El gobierno disolvió el Congreso. Usó para ello una atribución interpretativa. Tal facultad interpretativa (“denegación fáctica”) no está en la Constitución, en las sentencias del Tribunal Constitucional o en las leyes. Es ilegal.
No es una interpretación cualquiera. Con ella se acabó con la separación de poderes y con ella se quiere recomponer la representación política, según las encuestas del día.
Para la disolución, el Ejecutivo promulgó el Decreto Supremo 165-2019-PCM. Un solo ministro refrendó el decreto, y de manera extemporánea.
El presidente del Consejo de Ministros fue nombrado después de la crisis del Gabinete.

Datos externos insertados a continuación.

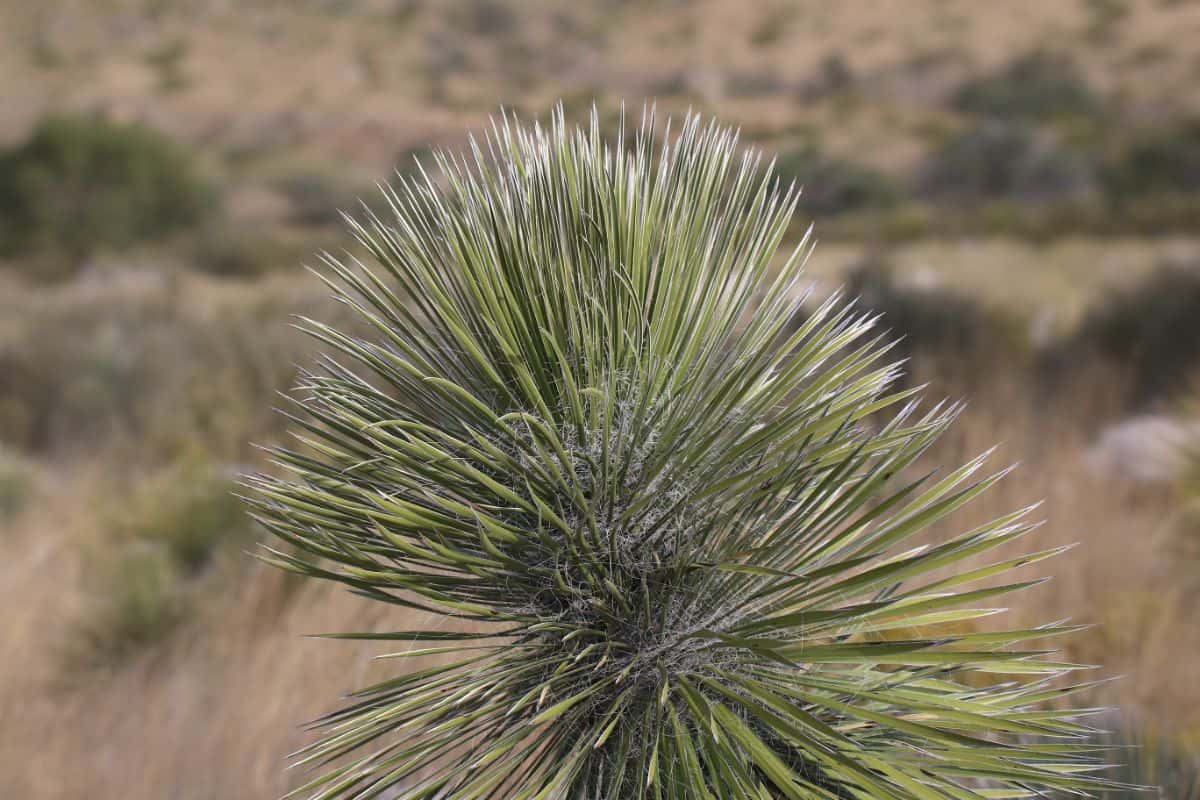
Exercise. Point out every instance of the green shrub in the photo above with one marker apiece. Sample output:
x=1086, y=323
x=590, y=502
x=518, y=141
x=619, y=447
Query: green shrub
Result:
x=189, y=512
x=81, y=184
x=150, y=564
x=137, y=603
x=953, y=330
x=832, y=186
x=1037, y=85
x=1011, y=161
x=1156, y=162
x=661, y=539
x=1151, y=330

No había jurado cuando Vizcarra anunció la disolución. Hasta el D.S. de la disolución es ilegal.
El gobierno ha promulgado, ahora, un decreto de urgencia sobre exoneración de impuestos a los libros. Los decretos de urgencia “no pueden contener normas sobre materia tributaria” (art. 74, Constitución). Además: “No surten efecto las normas tributarias dictadas en violación de lo que establece el presente artículo”. Este D.U. es inconstitucional.
En su exitoso plan para deshacerse del Congreso, el Ejecutivo erosionó principios básicos del Estado de derecho. La seguridad jurídica, el derecho a la defensa, la irretroactividad de las leyes, la presunción de inocencia y el carácter individual de las responsabilidades.
No hay seguridad jurídica, porque si la Constitución es interpretable, lo serán también las leyes de menor rango. El intérprete es el presidente Vizcarra.
Esta nueva fuente del derecho (el presidente) no es estable. Recordamos cuando Vizcarra pactó con algunas autoridades locales y regionales, en Arequipa, cómo hacer para invalidar la licencia otorgada a Tía María.
Nadie sabe con quién pactará mañana o qué dirá tras bambalinas y qué ante la prensa. Este intérprete de la ley no es un sustituto estable de la ley.
El Ejecutivo no cree en el derecho a defenderse. Pedro Olaechea ha presentado una demanda competencial ante el Tribunal Constitucional. Inmediatamente, el presidente Vizcarra ha dicho que ha usurpado funciones, porque el Congreso no existe.
El Congreso disuelto sostiene que ha sido ilegalmente disuelto. Tiene que presentar una demanda ante el TC, pero como está “disuelto”, no puede presentar nada ante nadie. O sea, no hay cómo defenderse del acto considerado arbitrario.
Las leyes tampoco se aplican hacia atrás. El Ejecutivo, sin embargo, pretendió modificar las reglas de nombramiento en el TC retroactivamente. Para disolver el Congreso, el gobierno se basó en este reclamo de retroactividad ilegal.
El gobierno, además, se apoya en el juzgamiento de la opinión pública sobre el Congreso. Acusar al Congreso es popular, pero generalizador. Las acusaciones deben hacerse de manera individual y según procesos regulares.
Si no hay acusación individual y no hay proceso regular, no puede haber defensa. El derecho a la defensa, sin embargo, no es un principio que este gobierno favorezca.
Se trata de un gobierno con vocación de ilegalidad. Por eliminar al adversario político, ha perforado el centro de la Constitución, la separación de poderes.
La Constitución organiza el Estado. La columna vertebral de esa organización es la separación y equilibrio de poderes.
Ahora no hay equilibrio. Vizcarra disolvió el Congreso para que se elija uno nuevo, con una representación que le convendrá más.
Todo gobernante autocrático tiene el sueño del Congreso propio: el Congreso a mi medida, creado por mí mismo, para favorecer mis ideas, mis iniciativas.
Gracias a las interpretaciones “fácticas”, el gobierno redujo de facto el mandato congresal otorgado en el 2016. Con ello, además, avaló la irresponsabilidad electoral.
Los países aprenden de su experiencia. El Perú no lo hará.
Si yo elijo mal a los congresistas, no importa: el Ejecutivo puede buscar un pretexto y reducir su mandato. Dependerá de la interpretación de los hechos por el arúspice en Palacio.
El camino no ha sido difícil. Vizcarra, desde el primer momento, construyó el mito del “obstruccionismo”. El Congreso era el malo, y el presidente, el bueno.
Sobre la base de este cuento, emocional y simplificador, se creó un estado de opinión que perdona la ilegalidad, con tal de apedrear al malo.
Apedrear nos tiene contentos. No quieren que veamos la perforación que atraviesa el corazón de nuestra Constitución.